The pandemic has also provided the first cost-benefit analysis of Brexit, albeit in the worst imaginable circumstances. Johnson was unfortunate enough to be forced to postpone his post-Brexit agenda of domestic deregulation and global free trade. Yet to the extent that the UK survived the ordeal as well as its EU neighbours, he and his fellow Brexiteers felt vindicated. His leveling policies, mainly aimed at the so-called « red wall » parts of England that vote to leave, have also been delayed by the need to fix the ailing national health service and provide comprehensive pandemic prophylaxis.

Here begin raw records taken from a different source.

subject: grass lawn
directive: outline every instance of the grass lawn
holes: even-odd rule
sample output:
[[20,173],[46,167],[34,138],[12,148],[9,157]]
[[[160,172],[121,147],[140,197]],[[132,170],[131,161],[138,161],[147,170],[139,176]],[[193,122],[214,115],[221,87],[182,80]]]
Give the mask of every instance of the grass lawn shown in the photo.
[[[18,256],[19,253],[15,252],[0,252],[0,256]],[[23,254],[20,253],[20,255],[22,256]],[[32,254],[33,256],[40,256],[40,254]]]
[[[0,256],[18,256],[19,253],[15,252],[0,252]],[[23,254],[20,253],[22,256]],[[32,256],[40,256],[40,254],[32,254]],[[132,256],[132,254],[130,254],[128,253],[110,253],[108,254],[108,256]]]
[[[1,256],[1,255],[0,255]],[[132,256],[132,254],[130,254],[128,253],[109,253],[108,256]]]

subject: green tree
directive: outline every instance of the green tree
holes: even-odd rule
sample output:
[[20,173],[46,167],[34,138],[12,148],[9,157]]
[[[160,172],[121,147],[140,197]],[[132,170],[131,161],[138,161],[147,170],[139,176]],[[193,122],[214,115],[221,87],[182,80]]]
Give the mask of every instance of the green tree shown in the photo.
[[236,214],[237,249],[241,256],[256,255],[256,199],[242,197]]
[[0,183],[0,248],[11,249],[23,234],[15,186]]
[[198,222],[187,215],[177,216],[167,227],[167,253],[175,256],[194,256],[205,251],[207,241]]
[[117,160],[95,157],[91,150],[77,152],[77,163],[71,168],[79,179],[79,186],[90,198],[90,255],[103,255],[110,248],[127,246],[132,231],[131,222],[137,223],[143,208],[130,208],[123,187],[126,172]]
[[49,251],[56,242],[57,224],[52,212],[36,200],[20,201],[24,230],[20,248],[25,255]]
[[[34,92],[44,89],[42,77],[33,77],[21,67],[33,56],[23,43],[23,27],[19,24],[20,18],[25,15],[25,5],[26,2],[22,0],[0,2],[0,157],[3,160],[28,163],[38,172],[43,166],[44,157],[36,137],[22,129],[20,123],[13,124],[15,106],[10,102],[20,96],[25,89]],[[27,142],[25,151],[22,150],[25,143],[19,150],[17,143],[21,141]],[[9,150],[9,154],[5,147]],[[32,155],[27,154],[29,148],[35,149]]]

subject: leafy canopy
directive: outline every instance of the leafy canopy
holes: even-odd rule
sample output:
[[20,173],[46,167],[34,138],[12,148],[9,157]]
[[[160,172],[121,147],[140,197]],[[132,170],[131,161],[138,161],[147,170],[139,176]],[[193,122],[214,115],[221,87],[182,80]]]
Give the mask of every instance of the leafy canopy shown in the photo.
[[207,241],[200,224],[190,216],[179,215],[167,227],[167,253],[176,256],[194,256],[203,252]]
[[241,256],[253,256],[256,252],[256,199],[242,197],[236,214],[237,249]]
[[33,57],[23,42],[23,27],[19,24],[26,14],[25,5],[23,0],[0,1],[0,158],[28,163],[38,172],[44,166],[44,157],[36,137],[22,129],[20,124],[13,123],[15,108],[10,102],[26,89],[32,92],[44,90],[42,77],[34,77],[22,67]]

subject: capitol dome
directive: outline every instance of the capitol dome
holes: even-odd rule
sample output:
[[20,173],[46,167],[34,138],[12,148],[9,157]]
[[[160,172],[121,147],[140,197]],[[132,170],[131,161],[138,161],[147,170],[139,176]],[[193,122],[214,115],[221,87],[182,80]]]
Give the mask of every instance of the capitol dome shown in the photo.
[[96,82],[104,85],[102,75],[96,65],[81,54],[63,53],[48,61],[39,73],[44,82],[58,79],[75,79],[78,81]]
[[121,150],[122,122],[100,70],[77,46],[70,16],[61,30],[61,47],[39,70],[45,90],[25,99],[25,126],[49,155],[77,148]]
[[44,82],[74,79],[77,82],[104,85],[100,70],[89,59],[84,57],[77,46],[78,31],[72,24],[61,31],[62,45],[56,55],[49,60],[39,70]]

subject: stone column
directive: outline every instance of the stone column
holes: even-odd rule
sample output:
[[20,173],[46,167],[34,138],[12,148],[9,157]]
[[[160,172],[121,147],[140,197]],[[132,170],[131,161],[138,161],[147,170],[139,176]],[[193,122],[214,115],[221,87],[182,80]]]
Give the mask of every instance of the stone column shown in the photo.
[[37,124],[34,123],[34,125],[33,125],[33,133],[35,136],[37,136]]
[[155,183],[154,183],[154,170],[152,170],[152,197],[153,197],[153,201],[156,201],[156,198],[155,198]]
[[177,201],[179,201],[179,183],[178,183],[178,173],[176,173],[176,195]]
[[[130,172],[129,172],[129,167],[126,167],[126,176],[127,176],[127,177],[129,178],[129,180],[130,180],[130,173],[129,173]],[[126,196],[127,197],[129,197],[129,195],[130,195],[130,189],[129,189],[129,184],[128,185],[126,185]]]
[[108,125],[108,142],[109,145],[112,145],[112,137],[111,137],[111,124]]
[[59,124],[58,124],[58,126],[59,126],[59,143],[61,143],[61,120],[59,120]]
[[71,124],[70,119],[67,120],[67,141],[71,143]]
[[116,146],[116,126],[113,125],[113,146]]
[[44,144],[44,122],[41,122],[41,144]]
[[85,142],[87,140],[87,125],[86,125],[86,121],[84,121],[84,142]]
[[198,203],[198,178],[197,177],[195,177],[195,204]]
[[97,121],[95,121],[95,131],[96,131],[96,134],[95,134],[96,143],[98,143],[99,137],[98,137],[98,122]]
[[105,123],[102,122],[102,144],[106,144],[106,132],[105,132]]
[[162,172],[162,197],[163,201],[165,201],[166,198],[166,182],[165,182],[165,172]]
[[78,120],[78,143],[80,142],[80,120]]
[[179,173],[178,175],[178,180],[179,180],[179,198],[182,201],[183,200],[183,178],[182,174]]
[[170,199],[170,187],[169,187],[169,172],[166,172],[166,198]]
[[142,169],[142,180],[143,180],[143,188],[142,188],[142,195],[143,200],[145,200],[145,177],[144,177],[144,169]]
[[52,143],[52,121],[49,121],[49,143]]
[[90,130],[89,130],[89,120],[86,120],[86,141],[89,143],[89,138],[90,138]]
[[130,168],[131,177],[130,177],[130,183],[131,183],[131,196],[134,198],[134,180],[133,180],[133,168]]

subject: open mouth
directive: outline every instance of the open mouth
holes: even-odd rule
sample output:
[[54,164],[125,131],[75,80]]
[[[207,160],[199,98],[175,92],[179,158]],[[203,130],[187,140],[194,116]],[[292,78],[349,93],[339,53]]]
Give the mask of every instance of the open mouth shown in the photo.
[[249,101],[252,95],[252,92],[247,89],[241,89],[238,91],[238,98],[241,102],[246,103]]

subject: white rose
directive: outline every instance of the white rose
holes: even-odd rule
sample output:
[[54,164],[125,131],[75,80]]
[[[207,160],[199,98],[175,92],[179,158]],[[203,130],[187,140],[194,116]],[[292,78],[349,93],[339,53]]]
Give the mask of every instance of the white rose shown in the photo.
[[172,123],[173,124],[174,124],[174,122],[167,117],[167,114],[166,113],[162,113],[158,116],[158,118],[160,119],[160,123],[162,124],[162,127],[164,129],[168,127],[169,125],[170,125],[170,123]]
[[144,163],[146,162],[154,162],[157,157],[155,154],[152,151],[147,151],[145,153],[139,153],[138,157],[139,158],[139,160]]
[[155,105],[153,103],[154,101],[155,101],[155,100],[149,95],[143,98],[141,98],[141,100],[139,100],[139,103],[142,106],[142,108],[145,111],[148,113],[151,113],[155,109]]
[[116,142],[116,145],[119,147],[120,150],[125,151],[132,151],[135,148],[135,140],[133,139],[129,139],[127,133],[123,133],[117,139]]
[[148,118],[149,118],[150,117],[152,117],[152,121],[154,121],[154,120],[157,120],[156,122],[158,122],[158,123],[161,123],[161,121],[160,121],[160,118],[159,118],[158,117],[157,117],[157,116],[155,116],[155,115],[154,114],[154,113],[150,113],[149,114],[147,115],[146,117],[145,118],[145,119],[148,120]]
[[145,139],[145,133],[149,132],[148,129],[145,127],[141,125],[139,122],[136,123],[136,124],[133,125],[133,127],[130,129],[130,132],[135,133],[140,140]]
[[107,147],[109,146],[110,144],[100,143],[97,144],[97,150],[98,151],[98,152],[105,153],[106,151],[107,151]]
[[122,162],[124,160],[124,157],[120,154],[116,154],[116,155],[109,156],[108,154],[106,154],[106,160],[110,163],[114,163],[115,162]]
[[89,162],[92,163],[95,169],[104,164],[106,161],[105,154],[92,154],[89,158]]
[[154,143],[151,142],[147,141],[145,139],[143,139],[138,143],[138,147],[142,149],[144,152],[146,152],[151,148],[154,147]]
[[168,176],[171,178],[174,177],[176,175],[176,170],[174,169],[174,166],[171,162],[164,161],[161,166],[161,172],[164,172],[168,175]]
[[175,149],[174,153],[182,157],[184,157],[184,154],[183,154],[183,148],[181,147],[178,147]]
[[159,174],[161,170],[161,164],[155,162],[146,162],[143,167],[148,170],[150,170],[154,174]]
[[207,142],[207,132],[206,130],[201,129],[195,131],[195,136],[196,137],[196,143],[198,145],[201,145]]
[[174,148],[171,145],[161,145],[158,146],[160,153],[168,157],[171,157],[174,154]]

However, the COVID-19 crisis quickly turned into another chapter in the rocky relationship between the mainland cartel and the buccaneering islanders offshore. Battles with European Commission President Ursula von der Leyen over vaccine supplies and with French President Emmanuel Macron over cross-Channel trade have done nothing to restore cordial relations with the bloc. Yet history may judge Johnson guiltier than guilty in this mutual antagonism: the vindictive attitudes emanating from Paris and Berlin were not reciprocated in London. Macron had openly mocked Johnson for years as a « clown », but when he demanded a public reconciliation at last month’s G7 summit, Johnson responded generously to the importunate president.
The next test of British independence, however, was triggered by another horseman of the apocalypse: not plague but war, which may soon be followed by famine.
In Russian President Vladimir Putin, Johnson has found an enemy willing to destroy everything and everyone in his path with diabolical nihilism. And as far as Ukraine is concerned, he can legitimately claim to have played his cards with almost supernatural skill.
Unlike Chancellor Olaf Scholz, who found himself caught in a Faustian pact with Putin’s war machine due to Germany’s reliance on Russian energy, Johnson could claim to have seen war coming. British forces had been training their Ukrainian counterparts since the annexation of Crimea in 2014. At the start of the invasion, British weapons and training played a vital role in Ukraine’s defeat of Russian offensives on Kyiv and Kharkov.
Johnson’s leadership was no less important, bolstering the resolve of a wobbly US President Joe Biden and ensuring the Anglosphere stood behind Ukraine – even as Europeans were divided on the extent to which to commit resources in the conflict.
Johnson’s unequivocal support for their cause made him a hero to Ukrainians and enabled him to forge a unique bond with Volodymyr Zelenskyy, their embattled president. Zelenskyy is not fooled: he knew how genuine his friend Boris’ commitment to Ukraine was. Meanwhile, Putin’s propaganda was launching increasingly hysterical threats against the UK, and when Johnson resigned, the Russian Foreign Office said: « The moral of the story: don’t try to destroy Russia.
Yet the real moral of the story is different: don’t expect your party to reward you for doing the right thing on the world stage.
Johnson was shot for his cumulative mishandling of management issues at Downing Street. The leader, who in 2019 won the Tories their biggest vote since 1979, was ousted in a putsch by an unholy alliance of Westminster, the civil service and the BBC. And the prime minister who saved the country from the nightmare of a Labor government led by far-left extremist Jeremy Corbyn has been denounced as ‘unfit for office’ by current Labor leader Sir Keir Starmer, who had served Corbyn loyally.
In the 21st century, so far, only three European leaders will be remembered 100 years from now. One, I fear, is Vladimir Putin, whose name will live in infamy. The second is Volodymyr Zelenskyy, the valiant defender of Ukraine. And the third is Boris Johnson, the man who rallied the West against the enemies of our civilization.